When we arrived, Erci stayed put to clean the place up a little, while Ref and I went out and got the rest of the stuff we needed.

A few full-length mirrors, as well as numerous smaller ones. a variety of wooden and copper rods. Salt, iron filings, quartz and more - all sourced from the nearby town. The candles proved a little more elusive, but we eventually found what was needed in a hardware store, so I staggered toward the packed car, arms full of waxy sticks.

"Do you have the moon calendar?" she asked.

"Indeed I do. Don't know today's date, though."

"Well then, that's useless. We'll just have to wait until nightfall. Should set everything up anyway."

And so we did. This was a prelude to the main attraction, something Ref called "The Query of Algeron" - something that was supposed to solve everything. Apparently, it was invented by a chap called 'Algeron Noi-vann' in order to escape a place he'd been stuck inside of. Most probably a world, considering the circumstances, but I was wary of knowledge-censure.

Still, I couldn't help but wonder what exactly was being "queried", and how it would solve our problem, but from the scattered commentary surrounding, well, everything, I could somewhat assemble a coherent theory. Ref gave me a sharp look when I asked her something relating to it, though, so I refrained from grilling her for now.

This first process would "refine" the liberated diamond, now sitting snugly underneath a cobbled-together assembly of lenses, mirrors and concentric rune circles, and could only be performed underneath a new moon.

"The human world lacks power," Ref had said, "Unlike, say, the fey world, where natural energies are everywhere, they are scarce and hard to access here. You humans have actually discovered a way to do this on your own, but your methods are ridiculously large and complex, for a relatively miniscule result. I believe you use them to smash atoms into each other, but I can't remember what they're called just now. Floored me when I read about it, though."

"You mean particle accelerators?" I asked, still occupied with building a frame to house the largest of the lenses, on top of the entire construct.

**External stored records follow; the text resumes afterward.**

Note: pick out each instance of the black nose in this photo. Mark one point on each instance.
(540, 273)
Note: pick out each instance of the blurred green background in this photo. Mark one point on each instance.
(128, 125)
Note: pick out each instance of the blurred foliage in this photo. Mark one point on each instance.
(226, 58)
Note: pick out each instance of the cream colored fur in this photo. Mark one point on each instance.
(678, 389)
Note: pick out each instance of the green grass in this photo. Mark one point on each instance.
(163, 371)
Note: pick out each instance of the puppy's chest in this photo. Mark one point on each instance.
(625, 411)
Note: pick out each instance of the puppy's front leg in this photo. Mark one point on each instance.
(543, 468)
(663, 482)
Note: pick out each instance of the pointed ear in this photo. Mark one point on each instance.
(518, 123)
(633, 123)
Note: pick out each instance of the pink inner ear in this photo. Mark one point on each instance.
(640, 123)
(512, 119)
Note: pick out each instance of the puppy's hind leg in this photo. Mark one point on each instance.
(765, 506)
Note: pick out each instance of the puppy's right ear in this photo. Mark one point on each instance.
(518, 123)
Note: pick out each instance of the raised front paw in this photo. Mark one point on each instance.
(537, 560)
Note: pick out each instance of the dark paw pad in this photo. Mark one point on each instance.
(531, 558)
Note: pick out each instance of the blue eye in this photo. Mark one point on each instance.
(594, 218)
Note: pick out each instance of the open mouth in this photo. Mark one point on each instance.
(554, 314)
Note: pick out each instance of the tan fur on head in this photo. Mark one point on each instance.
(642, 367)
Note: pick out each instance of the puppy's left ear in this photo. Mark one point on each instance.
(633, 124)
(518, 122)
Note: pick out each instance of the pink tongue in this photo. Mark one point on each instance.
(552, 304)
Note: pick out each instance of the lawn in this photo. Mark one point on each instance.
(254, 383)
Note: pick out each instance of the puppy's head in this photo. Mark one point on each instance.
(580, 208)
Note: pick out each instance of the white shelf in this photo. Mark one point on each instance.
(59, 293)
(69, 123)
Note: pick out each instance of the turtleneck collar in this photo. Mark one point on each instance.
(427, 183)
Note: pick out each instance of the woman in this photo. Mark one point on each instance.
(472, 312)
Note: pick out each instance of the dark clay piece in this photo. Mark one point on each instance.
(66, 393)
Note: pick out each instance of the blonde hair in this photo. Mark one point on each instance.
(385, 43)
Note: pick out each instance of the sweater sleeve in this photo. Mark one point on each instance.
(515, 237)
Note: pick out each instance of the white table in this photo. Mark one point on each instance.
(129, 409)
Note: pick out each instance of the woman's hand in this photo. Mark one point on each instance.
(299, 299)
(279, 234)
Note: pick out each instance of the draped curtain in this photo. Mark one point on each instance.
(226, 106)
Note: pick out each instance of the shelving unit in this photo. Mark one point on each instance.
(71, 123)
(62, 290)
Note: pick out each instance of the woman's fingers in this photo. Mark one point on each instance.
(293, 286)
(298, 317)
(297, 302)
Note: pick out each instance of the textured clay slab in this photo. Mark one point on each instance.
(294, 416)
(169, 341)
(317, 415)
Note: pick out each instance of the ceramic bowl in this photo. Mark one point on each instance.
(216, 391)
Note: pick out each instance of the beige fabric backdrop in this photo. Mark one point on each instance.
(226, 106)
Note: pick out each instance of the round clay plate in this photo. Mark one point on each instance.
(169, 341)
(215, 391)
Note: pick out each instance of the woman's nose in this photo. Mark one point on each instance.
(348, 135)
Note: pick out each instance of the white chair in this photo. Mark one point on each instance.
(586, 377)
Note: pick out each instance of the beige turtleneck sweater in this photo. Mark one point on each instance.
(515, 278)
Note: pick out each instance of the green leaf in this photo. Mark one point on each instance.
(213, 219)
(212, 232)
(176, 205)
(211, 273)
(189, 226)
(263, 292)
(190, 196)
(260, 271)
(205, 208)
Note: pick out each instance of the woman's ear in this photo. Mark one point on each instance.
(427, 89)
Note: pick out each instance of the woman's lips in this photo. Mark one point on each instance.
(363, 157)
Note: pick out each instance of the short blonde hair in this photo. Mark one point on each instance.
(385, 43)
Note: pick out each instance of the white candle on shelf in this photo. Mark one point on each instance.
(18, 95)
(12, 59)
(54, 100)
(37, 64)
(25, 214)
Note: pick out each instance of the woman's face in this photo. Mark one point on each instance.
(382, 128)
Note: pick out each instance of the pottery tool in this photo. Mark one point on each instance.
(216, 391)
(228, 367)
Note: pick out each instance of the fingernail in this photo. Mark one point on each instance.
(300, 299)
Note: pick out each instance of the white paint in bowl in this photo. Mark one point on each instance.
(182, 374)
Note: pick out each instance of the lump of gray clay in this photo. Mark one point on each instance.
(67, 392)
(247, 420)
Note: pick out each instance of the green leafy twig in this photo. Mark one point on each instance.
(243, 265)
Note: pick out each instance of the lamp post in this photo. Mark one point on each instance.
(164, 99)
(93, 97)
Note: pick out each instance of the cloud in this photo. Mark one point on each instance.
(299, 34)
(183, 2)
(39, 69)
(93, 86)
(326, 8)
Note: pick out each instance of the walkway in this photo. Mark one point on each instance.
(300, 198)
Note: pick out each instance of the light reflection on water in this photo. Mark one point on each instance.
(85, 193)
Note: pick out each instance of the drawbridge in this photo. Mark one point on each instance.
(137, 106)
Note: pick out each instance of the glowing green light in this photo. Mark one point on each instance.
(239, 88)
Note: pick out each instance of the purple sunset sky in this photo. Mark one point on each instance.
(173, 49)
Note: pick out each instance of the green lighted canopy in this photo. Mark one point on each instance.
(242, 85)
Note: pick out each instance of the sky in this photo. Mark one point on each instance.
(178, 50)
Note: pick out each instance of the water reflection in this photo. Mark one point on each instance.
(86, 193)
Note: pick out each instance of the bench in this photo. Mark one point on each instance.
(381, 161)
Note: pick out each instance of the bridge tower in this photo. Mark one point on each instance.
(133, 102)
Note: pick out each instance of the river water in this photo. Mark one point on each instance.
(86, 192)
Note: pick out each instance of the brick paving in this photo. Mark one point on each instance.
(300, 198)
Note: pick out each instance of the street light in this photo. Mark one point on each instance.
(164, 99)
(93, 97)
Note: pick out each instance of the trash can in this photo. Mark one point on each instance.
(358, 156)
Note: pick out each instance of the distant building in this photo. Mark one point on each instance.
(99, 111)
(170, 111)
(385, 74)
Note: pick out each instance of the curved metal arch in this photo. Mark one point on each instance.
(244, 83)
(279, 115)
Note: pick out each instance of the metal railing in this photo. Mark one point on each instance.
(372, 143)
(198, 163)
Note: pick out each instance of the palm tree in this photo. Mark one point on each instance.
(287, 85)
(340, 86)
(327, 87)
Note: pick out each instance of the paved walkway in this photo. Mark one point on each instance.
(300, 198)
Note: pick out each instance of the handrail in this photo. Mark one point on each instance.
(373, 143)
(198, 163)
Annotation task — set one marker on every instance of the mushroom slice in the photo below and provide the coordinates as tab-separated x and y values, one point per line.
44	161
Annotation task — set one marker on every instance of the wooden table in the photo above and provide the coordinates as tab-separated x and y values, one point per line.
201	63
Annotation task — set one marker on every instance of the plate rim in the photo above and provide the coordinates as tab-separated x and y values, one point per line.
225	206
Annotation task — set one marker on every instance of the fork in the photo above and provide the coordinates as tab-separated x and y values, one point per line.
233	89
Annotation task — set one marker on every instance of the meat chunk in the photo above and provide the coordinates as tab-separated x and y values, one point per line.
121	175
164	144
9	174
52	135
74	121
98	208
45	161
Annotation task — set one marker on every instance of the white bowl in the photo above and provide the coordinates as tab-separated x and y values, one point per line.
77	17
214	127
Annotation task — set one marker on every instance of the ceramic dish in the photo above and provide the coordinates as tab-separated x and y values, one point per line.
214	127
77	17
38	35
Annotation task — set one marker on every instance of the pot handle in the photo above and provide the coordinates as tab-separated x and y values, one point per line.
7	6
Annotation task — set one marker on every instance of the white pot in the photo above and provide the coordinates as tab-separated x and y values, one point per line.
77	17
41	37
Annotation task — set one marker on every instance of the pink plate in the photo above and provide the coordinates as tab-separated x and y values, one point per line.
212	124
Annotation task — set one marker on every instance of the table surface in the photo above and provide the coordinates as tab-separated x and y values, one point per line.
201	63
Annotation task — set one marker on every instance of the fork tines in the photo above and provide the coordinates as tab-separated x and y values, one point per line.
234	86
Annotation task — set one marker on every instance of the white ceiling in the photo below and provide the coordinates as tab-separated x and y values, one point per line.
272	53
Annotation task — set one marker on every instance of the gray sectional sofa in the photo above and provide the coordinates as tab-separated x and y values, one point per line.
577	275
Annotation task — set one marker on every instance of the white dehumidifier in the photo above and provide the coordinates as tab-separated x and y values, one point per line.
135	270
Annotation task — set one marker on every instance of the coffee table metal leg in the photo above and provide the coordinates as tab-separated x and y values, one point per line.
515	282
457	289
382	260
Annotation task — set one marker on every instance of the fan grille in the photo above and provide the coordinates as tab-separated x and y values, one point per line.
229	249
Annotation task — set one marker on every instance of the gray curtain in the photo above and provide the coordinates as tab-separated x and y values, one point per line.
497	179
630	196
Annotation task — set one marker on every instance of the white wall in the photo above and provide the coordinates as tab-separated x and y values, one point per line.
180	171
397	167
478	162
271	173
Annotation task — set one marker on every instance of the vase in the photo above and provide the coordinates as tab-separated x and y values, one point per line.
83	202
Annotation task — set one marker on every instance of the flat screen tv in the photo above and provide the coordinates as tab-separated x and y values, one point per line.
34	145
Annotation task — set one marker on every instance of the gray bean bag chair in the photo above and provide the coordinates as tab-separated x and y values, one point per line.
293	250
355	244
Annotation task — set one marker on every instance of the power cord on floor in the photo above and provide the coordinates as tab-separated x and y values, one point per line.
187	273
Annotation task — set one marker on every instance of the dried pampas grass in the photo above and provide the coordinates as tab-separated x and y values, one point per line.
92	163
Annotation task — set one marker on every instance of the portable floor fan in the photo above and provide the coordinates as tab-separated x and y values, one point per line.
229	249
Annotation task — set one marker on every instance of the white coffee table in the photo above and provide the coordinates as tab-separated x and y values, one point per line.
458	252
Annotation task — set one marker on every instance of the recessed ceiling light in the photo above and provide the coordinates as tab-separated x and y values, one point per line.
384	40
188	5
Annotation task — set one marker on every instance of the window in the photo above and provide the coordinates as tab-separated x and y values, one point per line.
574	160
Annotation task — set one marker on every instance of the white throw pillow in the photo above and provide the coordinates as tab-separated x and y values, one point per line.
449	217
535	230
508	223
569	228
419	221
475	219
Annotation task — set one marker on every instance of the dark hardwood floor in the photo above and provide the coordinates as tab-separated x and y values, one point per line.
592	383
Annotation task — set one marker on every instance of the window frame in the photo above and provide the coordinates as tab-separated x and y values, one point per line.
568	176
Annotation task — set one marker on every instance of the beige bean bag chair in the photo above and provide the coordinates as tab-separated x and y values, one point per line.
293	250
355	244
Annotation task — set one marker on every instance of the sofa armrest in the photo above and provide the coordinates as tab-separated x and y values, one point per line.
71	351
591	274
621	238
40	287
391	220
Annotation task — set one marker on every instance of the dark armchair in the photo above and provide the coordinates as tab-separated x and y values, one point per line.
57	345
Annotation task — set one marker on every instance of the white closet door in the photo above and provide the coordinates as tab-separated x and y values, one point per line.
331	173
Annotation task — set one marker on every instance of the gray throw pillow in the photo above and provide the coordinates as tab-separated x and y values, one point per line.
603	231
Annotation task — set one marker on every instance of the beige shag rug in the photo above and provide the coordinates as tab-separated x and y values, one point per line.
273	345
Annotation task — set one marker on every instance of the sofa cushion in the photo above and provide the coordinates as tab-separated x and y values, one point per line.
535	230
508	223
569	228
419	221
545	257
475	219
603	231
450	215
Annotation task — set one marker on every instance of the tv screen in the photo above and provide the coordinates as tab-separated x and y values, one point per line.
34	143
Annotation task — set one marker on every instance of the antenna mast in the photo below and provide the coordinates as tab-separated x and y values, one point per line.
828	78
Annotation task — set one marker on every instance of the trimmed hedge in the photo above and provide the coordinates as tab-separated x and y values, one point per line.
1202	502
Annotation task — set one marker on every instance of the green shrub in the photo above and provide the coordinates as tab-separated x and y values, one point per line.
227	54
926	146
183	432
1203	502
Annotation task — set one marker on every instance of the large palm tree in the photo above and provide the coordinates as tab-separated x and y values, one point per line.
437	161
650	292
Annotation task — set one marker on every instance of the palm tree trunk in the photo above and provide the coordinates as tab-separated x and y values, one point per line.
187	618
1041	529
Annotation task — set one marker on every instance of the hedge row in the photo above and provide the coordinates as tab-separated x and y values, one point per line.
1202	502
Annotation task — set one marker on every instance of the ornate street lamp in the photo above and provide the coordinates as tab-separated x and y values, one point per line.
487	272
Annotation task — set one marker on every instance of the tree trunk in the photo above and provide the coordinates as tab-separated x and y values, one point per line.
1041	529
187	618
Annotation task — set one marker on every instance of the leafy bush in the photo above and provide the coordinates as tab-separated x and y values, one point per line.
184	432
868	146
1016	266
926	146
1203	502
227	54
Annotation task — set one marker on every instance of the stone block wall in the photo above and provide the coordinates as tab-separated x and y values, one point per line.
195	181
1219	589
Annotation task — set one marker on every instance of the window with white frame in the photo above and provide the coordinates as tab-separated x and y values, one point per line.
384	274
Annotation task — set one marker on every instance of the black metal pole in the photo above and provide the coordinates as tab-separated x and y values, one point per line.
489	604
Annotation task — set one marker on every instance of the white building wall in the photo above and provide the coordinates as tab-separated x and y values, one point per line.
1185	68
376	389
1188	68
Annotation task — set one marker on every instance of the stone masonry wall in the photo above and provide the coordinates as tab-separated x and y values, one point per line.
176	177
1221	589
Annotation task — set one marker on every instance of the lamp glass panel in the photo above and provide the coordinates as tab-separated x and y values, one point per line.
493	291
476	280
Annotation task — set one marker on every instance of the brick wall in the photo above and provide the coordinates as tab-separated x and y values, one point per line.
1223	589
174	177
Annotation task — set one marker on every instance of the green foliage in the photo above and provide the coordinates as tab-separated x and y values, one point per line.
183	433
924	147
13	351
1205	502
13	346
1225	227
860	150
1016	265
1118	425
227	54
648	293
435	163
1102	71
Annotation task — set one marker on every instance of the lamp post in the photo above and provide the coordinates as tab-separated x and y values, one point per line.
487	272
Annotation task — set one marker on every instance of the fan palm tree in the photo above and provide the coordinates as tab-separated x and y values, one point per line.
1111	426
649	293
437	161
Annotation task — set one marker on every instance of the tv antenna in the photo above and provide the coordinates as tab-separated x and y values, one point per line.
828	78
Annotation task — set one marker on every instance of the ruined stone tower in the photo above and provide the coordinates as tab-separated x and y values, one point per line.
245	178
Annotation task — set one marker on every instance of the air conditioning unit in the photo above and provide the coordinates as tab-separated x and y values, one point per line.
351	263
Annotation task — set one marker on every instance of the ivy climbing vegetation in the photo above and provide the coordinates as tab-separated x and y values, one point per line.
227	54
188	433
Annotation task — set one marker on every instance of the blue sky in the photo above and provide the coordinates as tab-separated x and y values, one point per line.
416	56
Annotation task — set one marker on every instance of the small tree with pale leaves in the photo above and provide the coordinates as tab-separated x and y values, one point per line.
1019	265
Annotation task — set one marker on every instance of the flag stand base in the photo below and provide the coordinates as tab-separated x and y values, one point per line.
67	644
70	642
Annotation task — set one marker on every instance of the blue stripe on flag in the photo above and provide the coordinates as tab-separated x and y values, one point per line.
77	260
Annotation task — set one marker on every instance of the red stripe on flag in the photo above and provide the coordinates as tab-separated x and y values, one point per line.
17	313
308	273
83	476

"That's the one! Kinda obvious in retrospect, actually. Anyway, I was saying - there was one curious result of your experiments with those accelerators, and that is the creation of antimatter. Actual antimatter! How crazy is that! I've read your theories concerning that, but lacking some fundamental truths, they were bound to be inaccurate. You seem to think that it just... happens, when that's not true at all. What actually occurs is that the particle being accelerated keeps going and going, swirling with energy. So much energy that it agitates some fundamental quantum fields, I think you call them. In the wake of this particle, these fields are... damaged. let's call it that. Much like there would be a vacuum behind a ball flying very fast through the atmosphere, except not really. Well, if there is a wake of damage there, what then? The answer is simple, and you've already experienced it before."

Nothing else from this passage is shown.